Голливудская элита заботится только о своих. По сравнению с ними я был пришельцем из другого мира, и меня скорее терпели, чем воспринимали как дорогого гостя – пускали в дом, но за стол не звали.

Однако Голливуду нужны мечтатели вроде меня, потому что без посторонних не может быть своих. Поэтому время от времени привратники бросают нам кость, чтобы мы и дальше пускали слюни у двери. А мы с голодухи хватаем объедки с их стола, надеясь вступить в игру наравне с ними, похвастать перед всеми заключенной сделкой. Таких, как я, были тысячи, они скреблись в закрытую дверь, но внутрь попадали лишь единицы. В конце концов в прокат выйдет только крошечная горстка фильмов. И я, сценарист почти без принятых сценариев, был частью этого огромного механизма, который не переставал работать, но почти ничего не производил.

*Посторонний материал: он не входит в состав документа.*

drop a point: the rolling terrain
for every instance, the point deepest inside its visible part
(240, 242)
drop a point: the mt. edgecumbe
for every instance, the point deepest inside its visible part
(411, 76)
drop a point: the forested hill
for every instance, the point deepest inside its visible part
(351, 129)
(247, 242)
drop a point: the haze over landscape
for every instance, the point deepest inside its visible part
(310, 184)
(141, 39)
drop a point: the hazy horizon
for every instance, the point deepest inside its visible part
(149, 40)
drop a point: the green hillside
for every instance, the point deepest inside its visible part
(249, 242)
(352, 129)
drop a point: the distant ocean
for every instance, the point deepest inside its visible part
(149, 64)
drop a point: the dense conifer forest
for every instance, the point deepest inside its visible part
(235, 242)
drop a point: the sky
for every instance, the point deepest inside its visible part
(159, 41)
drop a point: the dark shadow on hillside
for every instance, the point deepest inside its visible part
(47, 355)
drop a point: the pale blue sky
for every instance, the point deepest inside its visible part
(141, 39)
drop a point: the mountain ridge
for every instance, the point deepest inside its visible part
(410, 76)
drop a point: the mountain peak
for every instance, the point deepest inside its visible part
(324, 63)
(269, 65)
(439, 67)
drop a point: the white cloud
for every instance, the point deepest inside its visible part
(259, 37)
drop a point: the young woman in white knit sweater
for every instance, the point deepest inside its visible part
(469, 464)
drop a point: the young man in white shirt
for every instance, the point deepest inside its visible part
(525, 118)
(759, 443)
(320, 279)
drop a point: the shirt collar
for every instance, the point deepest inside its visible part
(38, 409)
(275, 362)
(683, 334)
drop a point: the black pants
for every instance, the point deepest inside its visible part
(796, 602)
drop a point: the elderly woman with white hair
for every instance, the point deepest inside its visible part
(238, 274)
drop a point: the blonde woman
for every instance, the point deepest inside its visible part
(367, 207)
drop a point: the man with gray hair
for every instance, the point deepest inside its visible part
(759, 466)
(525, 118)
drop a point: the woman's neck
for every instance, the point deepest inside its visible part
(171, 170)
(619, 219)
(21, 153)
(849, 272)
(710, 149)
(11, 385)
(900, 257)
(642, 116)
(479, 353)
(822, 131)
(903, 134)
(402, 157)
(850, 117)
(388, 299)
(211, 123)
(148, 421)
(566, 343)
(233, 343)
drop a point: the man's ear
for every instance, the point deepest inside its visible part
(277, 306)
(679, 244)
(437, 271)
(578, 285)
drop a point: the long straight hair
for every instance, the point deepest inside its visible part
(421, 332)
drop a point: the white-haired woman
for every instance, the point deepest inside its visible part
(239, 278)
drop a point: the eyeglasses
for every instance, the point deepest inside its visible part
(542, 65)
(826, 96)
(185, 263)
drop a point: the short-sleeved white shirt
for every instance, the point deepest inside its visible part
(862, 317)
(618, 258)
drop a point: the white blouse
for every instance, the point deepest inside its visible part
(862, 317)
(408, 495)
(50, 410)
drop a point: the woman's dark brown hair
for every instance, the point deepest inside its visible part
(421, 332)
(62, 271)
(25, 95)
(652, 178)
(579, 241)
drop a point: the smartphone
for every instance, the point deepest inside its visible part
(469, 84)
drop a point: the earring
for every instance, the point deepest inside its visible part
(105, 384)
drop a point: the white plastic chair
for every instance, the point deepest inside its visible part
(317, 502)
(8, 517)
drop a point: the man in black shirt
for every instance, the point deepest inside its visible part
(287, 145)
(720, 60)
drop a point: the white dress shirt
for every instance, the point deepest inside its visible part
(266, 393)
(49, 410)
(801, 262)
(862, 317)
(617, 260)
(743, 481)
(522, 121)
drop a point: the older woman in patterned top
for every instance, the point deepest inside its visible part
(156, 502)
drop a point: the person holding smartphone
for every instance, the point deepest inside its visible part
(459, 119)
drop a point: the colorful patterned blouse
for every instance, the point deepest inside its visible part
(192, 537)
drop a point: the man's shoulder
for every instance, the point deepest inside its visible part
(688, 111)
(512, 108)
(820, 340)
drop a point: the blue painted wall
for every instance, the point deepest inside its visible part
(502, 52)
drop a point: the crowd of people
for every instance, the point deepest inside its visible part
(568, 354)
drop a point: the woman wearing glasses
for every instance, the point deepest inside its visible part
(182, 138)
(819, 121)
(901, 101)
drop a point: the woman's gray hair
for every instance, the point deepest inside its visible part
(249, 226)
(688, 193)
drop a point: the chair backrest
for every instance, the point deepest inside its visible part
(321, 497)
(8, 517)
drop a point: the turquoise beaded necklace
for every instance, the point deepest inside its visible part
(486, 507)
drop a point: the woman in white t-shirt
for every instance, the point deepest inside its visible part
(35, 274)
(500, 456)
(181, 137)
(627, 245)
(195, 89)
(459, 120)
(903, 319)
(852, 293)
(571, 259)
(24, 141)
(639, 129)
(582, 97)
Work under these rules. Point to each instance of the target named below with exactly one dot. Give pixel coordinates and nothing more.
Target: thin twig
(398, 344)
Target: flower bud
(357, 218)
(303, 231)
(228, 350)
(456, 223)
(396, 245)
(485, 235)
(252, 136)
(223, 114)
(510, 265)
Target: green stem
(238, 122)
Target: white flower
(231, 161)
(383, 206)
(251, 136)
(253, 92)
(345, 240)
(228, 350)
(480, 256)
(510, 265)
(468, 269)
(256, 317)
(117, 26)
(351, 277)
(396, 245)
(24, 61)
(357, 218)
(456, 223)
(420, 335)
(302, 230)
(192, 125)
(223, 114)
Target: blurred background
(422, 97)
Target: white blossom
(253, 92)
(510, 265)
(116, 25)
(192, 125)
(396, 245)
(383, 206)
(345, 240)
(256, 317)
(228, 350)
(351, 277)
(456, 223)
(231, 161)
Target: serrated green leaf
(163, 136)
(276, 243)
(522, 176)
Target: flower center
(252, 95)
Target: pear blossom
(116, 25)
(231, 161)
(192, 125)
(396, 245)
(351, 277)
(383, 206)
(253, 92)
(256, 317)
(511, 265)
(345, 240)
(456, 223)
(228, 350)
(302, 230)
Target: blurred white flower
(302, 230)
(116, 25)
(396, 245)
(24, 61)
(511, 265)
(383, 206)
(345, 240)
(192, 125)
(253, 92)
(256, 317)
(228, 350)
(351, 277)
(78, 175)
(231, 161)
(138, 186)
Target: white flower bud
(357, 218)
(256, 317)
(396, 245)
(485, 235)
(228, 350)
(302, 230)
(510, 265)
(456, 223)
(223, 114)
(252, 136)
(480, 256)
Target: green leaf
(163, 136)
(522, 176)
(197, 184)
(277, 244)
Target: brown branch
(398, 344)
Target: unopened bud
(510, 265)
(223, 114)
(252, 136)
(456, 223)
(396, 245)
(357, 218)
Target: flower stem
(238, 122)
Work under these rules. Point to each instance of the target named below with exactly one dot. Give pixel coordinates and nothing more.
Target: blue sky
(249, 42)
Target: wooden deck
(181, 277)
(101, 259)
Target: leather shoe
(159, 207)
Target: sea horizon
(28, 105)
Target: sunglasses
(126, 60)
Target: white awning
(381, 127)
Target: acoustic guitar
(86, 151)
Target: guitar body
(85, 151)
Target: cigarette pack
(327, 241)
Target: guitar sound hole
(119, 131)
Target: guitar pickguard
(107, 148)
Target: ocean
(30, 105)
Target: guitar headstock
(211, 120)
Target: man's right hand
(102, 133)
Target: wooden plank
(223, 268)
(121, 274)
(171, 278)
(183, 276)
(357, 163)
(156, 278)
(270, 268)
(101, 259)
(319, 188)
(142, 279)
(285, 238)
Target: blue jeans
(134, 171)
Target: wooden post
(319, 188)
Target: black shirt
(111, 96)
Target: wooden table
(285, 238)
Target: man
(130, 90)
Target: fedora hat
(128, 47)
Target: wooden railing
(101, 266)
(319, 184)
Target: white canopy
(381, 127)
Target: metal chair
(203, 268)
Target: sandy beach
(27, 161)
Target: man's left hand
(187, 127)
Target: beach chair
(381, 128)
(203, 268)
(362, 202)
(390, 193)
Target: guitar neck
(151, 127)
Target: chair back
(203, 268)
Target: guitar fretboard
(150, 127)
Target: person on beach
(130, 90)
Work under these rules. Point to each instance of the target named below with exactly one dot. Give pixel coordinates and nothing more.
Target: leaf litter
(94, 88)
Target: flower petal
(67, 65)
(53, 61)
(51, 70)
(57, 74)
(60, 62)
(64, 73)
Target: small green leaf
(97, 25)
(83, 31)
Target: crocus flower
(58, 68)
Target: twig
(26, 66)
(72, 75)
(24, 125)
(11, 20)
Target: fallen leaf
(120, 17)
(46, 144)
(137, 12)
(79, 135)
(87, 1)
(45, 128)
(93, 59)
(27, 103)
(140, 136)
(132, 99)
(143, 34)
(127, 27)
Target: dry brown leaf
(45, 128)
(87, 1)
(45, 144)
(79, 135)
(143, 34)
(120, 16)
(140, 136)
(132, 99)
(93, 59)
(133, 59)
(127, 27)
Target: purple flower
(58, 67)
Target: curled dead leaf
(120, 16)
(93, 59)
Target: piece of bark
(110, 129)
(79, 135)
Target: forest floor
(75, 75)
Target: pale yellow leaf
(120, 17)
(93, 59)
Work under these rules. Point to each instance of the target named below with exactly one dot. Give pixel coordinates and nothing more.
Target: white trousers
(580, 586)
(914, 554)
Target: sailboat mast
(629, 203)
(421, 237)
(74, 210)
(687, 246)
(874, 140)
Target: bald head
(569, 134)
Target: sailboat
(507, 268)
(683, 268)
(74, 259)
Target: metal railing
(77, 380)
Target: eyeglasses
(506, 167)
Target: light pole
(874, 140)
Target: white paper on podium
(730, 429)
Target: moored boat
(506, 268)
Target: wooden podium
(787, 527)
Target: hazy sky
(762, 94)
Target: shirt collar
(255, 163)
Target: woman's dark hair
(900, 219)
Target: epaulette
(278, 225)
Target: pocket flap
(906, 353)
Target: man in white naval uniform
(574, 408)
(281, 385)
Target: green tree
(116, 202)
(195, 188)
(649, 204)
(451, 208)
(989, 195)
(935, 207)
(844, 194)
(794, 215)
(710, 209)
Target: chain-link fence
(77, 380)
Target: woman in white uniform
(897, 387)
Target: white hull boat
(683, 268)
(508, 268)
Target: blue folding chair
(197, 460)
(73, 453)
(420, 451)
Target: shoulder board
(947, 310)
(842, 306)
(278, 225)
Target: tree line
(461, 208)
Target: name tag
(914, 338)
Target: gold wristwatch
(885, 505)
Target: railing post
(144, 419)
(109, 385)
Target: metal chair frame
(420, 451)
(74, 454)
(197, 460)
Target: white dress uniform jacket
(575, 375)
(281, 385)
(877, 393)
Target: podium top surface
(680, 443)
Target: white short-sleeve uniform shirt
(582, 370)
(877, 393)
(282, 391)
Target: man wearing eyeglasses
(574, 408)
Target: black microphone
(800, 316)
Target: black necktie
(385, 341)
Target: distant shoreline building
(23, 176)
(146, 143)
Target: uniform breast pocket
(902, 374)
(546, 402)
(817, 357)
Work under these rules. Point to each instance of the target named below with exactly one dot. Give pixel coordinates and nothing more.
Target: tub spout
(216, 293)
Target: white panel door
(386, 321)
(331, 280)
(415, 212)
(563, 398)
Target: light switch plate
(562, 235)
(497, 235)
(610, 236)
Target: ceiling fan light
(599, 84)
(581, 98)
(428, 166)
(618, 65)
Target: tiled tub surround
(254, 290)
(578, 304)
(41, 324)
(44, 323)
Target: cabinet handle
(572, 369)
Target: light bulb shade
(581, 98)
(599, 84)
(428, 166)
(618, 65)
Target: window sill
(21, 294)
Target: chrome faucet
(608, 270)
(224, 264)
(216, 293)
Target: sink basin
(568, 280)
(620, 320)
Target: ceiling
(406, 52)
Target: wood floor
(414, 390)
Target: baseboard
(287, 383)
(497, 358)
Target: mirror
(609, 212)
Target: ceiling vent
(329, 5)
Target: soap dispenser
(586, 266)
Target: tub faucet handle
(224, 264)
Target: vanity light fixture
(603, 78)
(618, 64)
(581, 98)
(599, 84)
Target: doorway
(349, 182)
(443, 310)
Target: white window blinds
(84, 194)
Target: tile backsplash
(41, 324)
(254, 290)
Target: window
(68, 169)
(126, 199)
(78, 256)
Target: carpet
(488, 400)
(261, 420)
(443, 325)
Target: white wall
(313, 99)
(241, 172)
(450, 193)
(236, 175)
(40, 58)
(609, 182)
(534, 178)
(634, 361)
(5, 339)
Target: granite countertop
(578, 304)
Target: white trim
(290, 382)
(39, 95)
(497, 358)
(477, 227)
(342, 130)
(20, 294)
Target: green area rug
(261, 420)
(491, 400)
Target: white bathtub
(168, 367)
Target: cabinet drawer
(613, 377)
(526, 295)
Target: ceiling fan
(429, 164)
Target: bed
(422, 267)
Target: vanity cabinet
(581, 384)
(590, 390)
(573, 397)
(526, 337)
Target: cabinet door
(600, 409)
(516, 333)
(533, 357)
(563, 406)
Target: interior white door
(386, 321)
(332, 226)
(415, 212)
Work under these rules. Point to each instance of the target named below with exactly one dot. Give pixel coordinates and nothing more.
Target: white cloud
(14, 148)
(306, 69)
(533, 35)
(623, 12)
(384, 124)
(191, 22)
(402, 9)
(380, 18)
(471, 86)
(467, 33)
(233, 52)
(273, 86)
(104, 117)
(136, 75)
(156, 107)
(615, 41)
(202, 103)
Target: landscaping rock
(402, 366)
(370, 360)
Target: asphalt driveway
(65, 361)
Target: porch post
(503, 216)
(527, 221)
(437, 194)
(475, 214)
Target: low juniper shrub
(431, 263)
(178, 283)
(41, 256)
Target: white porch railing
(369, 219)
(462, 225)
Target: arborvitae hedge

Так почему же я просто все не бросил? Эта игра в обхаживания с легкой эрекцией затягивала. Каждый раз, когда мне хотелось сдаться (например, сейчас), прямо перед носом у меня появлялась морковка (например, мегазвезда выказывала интерес к моей идее), и, казалось бы, делов-то – протяни руку и хватай, но не тут-то было. The Eagles были правы на все сто: Голливуд – это «Отель Калифорния»[1]. Хочешь не хочешь, но как только он вцепится в тебя когтями, сбежать уже невозможно.

Лежа той ночью в постели, я думал о будущем. Возможно, в «Нью-Йорк таймс» найдется для меня место, но возвращаться в газету было все равно что отступить. Печатные издания умирают. Деньги, славу и возможность дотянуться до людей в самых дальних уголках земного шара можно получить только через кино. Я хотел, чтобы мои истории разворачивались на большом экране под саундтрек из колонок с объемным звуком, чтобы их на фоне великолепных пейзажей рассказывали актеры, от таланта которых замирает сердце. К тому же я не мог просто позвонить бывшему шефу и попросить работу. Мне нужна была причина – интересная история.

Разумеется, искать ее я не собирался. Но порой интересные истории находят меня сами.

1

 В песне Hotel California описывается роскошный отель, из которого невозможно выбраться.